Chunking data

Usually, Splitgraph splits large tables into multiple objects. At commit time, it chunks new tables in an image into fragments of 10000 rows by default. You can change this by passing --chunk-size to sgr commit or changing the SG_COMMIT_CHUNK_SIZE configuration flag/environment variable.

By default, Splitgraph chunks by primary key. You can also sort data inside a chunk by passing --chunk-sort-keys to sgr commit. This lets cstore_fdw, Splitgraph's storage backend, use its own skip lists to not read parts of a chunk that aren't interesting to a query, decreasing the amount of disk access.

When you commit a change to a table, Splitgraph represents that change as multiple objects that contain row-level additions/deletions and can partially "overlap" with old objects. Splitgraph appends these new objects to the end of the table's object list.

You can override this behavior with --snap, so that Splitgraph will repackage all changed tables as brand new objects.

You can retain existing chunk boundaries when committing new data by passing --split-changesets to sgr commit. In this case, Splitgraph will split delta-compressed changes according to the original table chunk boundaries. For example, if there's a change to the first and the 20000th row of a table that was originally committed with --chunk-size=10000, this will create 2 fragments: one based on the first chunk and one on the second chunk of the table.

Optimal object sizes

There is a performance and space tradeoff regarding the amount of rows and the physical size of every object (chunk) and hence the amount of objects that a single table gets split up to.

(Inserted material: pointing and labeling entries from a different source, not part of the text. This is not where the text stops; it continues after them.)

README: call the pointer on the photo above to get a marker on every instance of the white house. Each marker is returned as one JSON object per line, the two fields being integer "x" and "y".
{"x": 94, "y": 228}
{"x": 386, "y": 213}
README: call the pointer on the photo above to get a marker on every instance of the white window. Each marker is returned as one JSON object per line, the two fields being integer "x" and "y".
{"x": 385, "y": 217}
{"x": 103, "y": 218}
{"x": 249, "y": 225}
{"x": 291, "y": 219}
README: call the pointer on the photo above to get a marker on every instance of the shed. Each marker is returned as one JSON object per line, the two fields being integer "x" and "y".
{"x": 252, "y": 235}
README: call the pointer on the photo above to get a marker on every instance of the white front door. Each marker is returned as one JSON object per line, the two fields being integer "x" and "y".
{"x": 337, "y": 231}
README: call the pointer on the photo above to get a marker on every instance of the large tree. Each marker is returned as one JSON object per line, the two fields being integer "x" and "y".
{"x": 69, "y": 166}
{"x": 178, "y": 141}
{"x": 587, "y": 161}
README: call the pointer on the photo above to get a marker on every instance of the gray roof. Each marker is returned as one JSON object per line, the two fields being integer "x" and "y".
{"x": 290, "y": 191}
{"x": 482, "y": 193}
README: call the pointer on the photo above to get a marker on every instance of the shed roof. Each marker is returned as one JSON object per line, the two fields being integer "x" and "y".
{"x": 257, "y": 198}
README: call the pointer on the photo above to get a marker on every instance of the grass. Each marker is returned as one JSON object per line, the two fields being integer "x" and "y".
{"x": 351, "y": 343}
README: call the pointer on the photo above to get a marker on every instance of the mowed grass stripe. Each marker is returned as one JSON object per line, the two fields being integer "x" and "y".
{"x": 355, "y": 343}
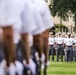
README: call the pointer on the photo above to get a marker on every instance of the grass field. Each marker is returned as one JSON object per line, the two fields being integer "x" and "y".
{"x": 61, "y": 68}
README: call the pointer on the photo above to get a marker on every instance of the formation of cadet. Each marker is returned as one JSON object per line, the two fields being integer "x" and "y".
{"x": 62, "y": 45}
{"x": 19, "y": 21}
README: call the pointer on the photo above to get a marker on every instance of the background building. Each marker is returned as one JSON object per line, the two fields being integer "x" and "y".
{"x": 68, "y": 22}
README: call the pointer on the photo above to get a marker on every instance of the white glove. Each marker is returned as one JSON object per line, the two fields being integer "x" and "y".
{"x": 31, "y": 65}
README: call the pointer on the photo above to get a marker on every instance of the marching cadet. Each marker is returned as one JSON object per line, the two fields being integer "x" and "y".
{"x": 51, "y": 45}
{"x": 59, "y": 47}
{"x": 69, "y": 47}
{"x": 11, "y": 22}
{"x": 7, "y": 20}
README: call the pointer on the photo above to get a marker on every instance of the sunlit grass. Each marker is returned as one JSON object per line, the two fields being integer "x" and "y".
{"x": 61, "y": 68}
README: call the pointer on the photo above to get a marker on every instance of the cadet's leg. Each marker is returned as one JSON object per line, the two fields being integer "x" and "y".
{"x": 38, "y": 44}
{"x": 71, "y": 54}
{"x": 52, "y": 52}
{"x": 25, "y": 47}
{"x": 57, "y": 54}
{"x": 8, "y": 45}
{"x": 45, "y": 45}
{"x": 61, "y": 54}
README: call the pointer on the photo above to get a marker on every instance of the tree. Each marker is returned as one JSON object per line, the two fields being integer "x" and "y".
{"x": 61, "y": 8}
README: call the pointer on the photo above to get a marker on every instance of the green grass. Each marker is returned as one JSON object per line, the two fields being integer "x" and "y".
{"x": 61, "y": 68}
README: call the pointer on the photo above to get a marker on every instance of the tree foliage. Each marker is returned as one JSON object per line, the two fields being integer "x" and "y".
{"x": 61, "y": 8}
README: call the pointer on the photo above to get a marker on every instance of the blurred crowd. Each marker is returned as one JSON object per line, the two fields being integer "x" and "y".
{"x": 62, "y": 44}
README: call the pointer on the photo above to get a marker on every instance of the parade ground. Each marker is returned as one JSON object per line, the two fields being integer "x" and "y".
{"x": 61, "y": 68}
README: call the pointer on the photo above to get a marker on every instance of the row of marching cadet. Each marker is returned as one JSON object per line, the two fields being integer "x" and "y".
{"x": 63, "y": 46}
{"x": 19, "y": 19}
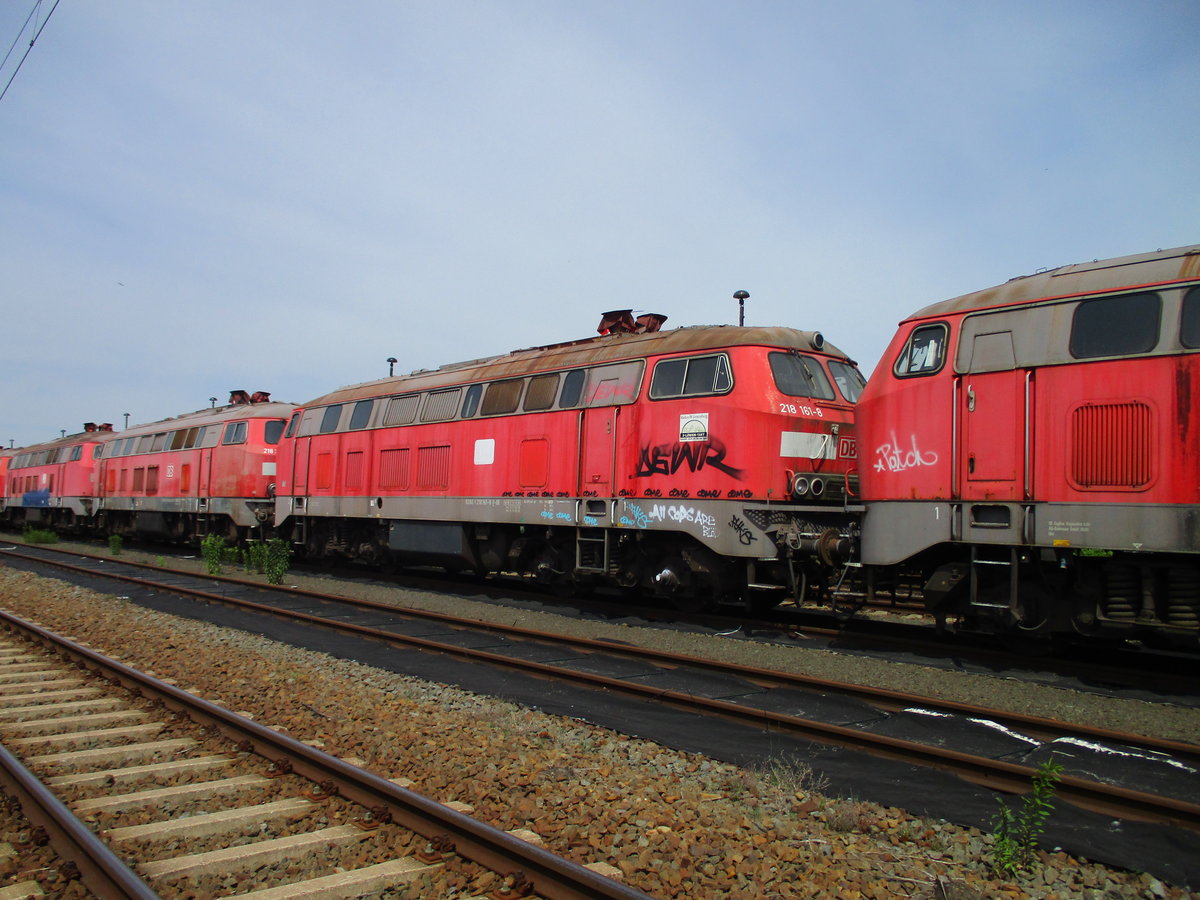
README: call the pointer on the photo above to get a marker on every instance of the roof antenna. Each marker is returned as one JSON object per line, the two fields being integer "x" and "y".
{"x": 742, "y": 297}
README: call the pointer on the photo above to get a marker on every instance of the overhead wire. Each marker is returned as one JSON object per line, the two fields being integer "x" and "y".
{"x": 45, "y": 22}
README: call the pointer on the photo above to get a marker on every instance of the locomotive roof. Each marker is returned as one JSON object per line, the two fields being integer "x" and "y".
{"x": 589, "y": 351}
{"x": 211, "y": 417}
{"x": 96, "y": 437}
{"x": 1156, "y": 269}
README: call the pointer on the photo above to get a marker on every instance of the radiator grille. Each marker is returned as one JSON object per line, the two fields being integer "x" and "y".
{"x": 394, "y": 469}
{"x": 1111, "y": 445}
{"x": 433, "y": 467}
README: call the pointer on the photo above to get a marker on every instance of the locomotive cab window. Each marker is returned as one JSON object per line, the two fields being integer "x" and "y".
{"x": 541, "y": 393}
{"x": 849, "y": 379}
{"x": 1115, "y": 325}
{"x": 235, "y": 433}
{"x": 799, "y": 376}
{"x": 401, "y": 411}
{"x": 471, "y": 402}
{"x": 924, "y": 352}
{"x": 502, "y": 397}
{"x": 691, "y": 377}
{"x": 1189, "y": 325}
{"x": 442, "y": 405}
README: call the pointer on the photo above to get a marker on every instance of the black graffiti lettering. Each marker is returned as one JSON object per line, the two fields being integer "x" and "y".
{"x": 669, "y": 459}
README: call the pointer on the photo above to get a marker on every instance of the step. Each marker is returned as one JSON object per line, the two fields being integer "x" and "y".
{"x": 179, "y": 792}
{"x": 132, "y": 773}
{"x": 353, "y": 883}
{"x": 229, "y": 820}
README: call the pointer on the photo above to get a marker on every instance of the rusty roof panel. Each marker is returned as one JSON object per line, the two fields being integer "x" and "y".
{"x": 1163, "y": 267}
{"x": 587, "y": 352}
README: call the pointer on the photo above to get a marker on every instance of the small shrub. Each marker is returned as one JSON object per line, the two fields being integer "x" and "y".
{"x": 255, "y": 558}
{"x": 213, "y": 550}
{"x": 1017, "y": 833}
{"x": 277, "y": 559}
{"x": 39, "y": 535}
{"x": 849, "y": 816}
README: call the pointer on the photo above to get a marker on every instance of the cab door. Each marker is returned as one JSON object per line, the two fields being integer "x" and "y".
{"x": 994, "y": 421}
{"x": 598, "y": 442}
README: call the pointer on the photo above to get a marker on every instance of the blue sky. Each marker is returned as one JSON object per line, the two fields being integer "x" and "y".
{"x": 279, "y": 196}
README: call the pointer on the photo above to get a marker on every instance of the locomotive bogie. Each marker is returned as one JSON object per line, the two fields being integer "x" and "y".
{"x": 54, "y": 485}
{"x": 210, "y": 472}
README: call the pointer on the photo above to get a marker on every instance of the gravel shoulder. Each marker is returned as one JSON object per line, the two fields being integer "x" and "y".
{"x": 673, "y": 825}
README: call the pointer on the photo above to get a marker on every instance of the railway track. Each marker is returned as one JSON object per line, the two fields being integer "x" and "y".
{"x": 1162, "y": 787}
{"x": 149, "y": 791}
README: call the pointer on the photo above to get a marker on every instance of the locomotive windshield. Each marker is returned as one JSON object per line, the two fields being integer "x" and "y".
{"x": 799, "y": 376}
{"x": 850, "y": 381}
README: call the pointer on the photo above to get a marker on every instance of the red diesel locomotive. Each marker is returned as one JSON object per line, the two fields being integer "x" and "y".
{"x": 53, "y": 485}
{"x": 209, "y": 472}
{"x": 1035, "y": 450}
{"x": 703, "y": 463}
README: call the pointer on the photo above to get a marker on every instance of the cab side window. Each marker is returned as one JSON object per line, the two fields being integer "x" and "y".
{"x": 924, "y": 352}
{"x": 1189, "y": 327}
{"x": 691, "y": 377}
{"x": 235, "y": 433}
{"x": 1115, "y": 325}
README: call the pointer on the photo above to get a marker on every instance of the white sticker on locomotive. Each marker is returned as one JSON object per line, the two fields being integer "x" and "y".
{"x": 694, "y": 426}
{"x": 809, "y": 444}
{"x": 485, "y": 451}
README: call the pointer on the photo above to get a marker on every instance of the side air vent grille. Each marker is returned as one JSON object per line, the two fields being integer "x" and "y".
{"x": 1113, "y": 447}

  • Every extra object in a table has multiple kinds of overhead:

    • Fixed storage overhead in Splitgraph's metadata (splitgraph_meta.objects table), including the hashes and the index for that object.
    • Overhead when scanning through the object index at layered query plan time
    • (small) overhead of initializing a scan through the object by PostgreSQL
    • Fixed overhead when checking out the table (more deltas have to be applied to the staging area)
    • Latency overhead for downloading lots of small objects (each of which is a file) over few large ones
  • Datasets with lots of small objects can take better advantage of the object index: in layered querying, Splitgraph might need to download or scan through a smaller fraction of the table to satisfy the query, since the table is more granular.
  • Tables that share a lot of data with other tables have a better chance of reusing the same fragments when stored as smaller objects.

In practice, we have found that targeting object sizes of a few megabytes delivers a good balance. It is not currently possible to get Splitgraph to automatically target a certain object size, but the required number of rows in each object can be approximated by knowing the total image size and the amount of rows in all of its tables.

Rechunking images

An image that includes a lot of changes still holds all of its history, since it contains all the intermediate objects together with deltas. This method allows Splitgraph to perform quicker commits (since a change is appended to the end of a table's list of objects) at the expense of the image bloating up and having lots of dead rows. This is sometimes undesirable. If you have multiple images in a repository that show a dataset's history, you might want to optimize the latest image in that repository to decrease its size and speed up querying. In addition, you might want to be able to delete sensitive data from an image and not have it in the history at all.

To rechunk an image, splitting every table in it into disjoint objects again, check it out and recommit it as a snapshot, adding necessary indexes. For example:

$ sgr checkout my/big_image:latest
$ sgr commit my/big_image --snap --chunk-size 100000

To cleanup "loose" or "dangling" objects that are not linked to any tables, you can use the sgr cleanup command.